Stimpson, the first Black woman to graduate from the University of Northern Iowa with an advanced STEM degree, is a chemist, award-winning educator, community volunteer — and what a scientist looks like.

She is among the more than 120 “ambassadors” highlighted in “#IfThenSheCan — The Exhibit,” a collection of statues of female STEM innovators on display at NorthPark Center representing the professional possibilities waiting for young girls who pursue opportunities in science, technology, engineering and mathematics.
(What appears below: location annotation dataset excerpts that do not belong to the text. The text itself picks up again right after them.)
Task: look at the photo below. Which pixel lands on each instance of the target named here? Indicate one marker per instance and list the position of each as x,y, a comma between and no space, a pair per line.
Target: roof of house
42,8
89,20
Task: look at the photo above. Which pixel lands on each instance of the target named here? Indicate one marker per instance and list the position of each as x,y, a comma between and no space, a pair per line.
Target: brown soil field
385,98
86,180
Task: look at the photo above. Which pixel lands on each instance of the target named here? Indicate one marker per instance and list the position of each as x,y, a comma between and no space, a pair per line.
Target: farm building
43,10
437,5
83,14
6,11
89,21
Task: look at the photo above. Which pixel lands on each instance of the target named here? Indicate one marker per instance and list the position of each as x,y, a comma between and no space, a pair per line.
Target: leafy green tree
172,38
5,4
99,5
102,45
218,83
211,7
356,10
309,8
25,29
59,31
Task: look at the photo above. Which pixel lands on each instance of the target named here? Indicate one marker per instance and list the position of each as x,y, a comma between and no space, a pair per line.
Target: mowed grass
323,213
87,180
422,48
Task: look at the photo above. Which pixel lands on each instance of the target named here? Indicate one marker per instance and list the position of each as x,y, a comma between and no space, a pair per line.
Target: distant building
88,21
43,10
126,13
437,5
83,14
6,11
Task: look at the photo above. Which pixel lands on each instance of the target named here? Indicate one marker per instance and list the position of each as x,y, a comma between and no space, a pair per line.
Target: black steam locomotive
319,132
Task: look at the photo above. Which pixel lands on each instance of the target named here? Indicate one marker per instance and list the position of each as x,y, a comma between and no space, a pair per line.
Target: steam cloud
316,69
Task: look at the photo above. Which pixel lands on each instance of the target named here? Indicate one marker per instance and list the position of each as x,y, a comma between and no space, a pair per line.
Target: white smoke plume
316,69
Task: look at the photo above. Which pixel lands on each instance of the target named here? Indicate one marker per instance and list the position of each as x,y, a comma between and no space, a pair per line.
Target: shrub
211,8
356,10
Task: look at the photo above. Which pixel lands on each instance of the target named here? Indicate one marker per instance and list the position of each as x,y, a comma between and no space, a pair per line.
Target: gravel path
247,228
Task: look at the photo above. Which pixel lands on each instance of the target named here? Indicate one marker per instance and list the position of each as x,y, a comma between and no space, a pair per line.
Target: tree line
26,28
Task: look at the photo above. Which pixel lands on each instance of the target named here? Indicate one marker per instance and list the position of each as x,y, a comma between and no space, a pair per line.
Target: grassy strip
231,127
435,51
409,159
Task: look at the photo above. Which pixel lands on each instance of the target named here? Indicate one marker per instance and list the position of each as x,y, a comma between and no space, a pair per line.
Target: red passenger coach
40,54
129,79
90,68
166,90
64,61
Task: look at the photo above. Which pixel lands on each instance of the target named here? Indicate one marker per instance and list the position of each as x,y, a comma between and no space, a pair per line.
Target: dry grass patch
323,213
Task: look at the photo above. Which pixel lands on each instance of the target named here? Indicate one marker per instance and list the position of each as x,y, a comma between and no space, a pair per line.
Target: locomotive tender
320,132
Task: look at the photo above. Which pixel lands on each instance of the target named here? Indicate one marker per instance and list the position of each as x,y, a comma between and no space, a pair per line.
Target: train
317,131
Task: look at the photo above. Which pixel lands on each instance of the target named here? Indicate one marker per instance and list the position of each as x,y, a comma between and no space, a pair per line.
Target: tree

The statues are what Stimpson calls a “beautiful intersection of art and science.”

The women, including 10 from North Texas, were selected by Lyda Hill Philanthropies and the American Association for the Advancement of Science in a multi-layered initiative to help ignite conversation and bring about a cultural shift in how the world perceives women in STEM.

Inspiration can be found at every vibrant orange acrylic turn of the NorthPark Center display and throughout the accompanying digital collection of free resources.

Featured Texas ambassadors are engineers, medical doctors, mathematicians, educators, inventors, a geneticist, a health technologist, an aviation maintenance technician, an archaeologist and paleontologist Myria Perez, a fossil preparator at the Perot Museum of Nature and Science.

“Honestly, I still can’t believe it,” Perez says of her full-length digitally generated silhouette. “I mean, it’s me, and life-size, and 3-D, and I’ve got my lab apron on and my scribe, all my tools that I use in my hand. I just really hope that somebody goes up and thinks, ‘Hey, that looks like me,’ and then learns a little bit more and could see themselves being a fossil preparator or paleontologist.”